Implantable LED device uses light to treat deep-seated cancers

10 Jul 2024
Implantable LED device uses light to treat deep-seated cancers

Certain types of light have proven to be an effective, minimally invasive treatment for cancers located on or near the skin when combined with a light-activated drug.

But deep-seated cancers, surrounded by tissue, blood and bone, have been beyond the reach of light’s therapeutic effects.

To bring light’s benefits to these harder-to-access cancers, engineers and scientists at the University of Notre Dame have devised a wireless LED device that can be implanted.

This device, when combined with a light-sensitive dye, not only destroys cancer cells, but also mobilises the immune system’s cancer-targeting response. The research was published in Photodiagnosis and Photodynamic Therapy.

“Certain colors of light penetrate tissue deeper than other ones,” said Thomas O’Sullivan, associate professor of electrical engineering and co-author on the paper.

“It turns out that the kind of light — in this case green — that doesn’t penetrate as deeply has the capability of producing a more robust response against the cancer cells.”

Before the light can be effective in destroying cancer cells, a dye with light-absorbing molecules must be administered to the cells.

The device turns on, the dye transfers the light into energy and that energy makes the cells’ own oxygen toxic — in effect, turning the cancer cells against themselves.

While other treatments also weaponise the cells’ own oxygen, this device causes a particularly serendipitous form of cell death.

“Working together, biochemistry graduate student Hailey Sanders and electrical engineering graduate student SungHoon Rho perceptively noted that the treated cells were swelling, which is the hallmark of a kind of cell death, pyroptosis, that’s particularly good at triggering the immune response,” said Bradley Smith, the Emil T. Hofman Professor of Science and co-author on the paper.

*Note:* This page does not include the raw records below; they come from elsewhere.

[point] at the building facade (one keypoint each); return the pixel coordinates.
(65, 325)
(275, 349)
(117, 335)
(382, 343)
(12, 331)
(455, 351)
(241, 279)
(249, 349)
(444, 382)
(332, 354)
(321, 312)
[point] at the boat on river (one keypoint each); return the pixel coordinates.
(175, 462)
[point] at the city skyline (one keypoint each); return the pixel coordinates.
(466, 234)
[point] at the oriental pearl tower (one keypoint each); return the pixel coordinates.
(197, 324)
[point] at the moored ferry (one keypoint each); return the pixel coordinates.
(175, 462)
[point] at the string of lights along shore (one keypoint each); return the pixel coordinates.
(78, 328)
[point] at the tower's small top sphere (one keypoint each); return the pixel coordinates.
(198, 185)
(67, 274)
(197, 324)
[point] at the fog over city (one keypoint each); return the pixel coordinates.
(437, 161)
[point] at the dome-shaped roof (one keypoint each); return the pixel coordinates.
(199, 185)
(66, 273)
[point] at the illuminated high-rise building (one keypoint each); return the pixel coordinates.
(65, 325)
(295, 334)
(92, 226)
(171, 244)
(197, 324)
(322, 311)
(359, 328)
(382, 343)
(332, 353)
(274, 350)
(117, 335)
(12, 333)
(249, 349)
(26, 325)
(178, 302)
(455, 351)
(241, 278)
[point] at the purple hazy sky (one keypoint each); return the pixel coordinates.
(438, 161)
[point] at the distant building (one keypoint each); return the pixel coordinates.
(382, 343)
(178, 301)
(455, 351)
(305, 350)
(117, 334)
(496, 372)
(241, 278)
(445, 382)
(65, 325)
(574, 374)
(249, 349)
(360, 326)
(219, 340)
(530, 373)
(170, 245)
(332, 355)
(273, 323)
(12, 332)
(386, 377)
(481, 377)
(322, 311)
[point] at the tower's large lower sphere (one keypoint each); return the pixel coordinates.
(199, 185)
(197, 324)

“Our goal is to induce just a little bit of pyroptotic cell death, which will then trigger the immune system to start attacking the cancer.”

In future studies, the device will be used in mice to see whether the cancer-killing response initiated in one tumour will prompt the immune system to identify and attack another cancerous tumour on its own.

O’Sullivan noted that the device, which is the size of a grain of rice, can be injected directly into a cancerous tumour and activated remotely by an external antenna.

The goal is to use the device not only to deliver treatment but also to monitor the tumour's response, adjusting signal strength and timing as needed.

This research was one of four projects funded by the first Seed Transformative Interdisciplinary Research (STIR) grants. Initiated in 2023 by the Notre Dame College of Science and College of Engineering, these grants are designed to jump-start science and engineering research projects in human health, the environment and information technologies.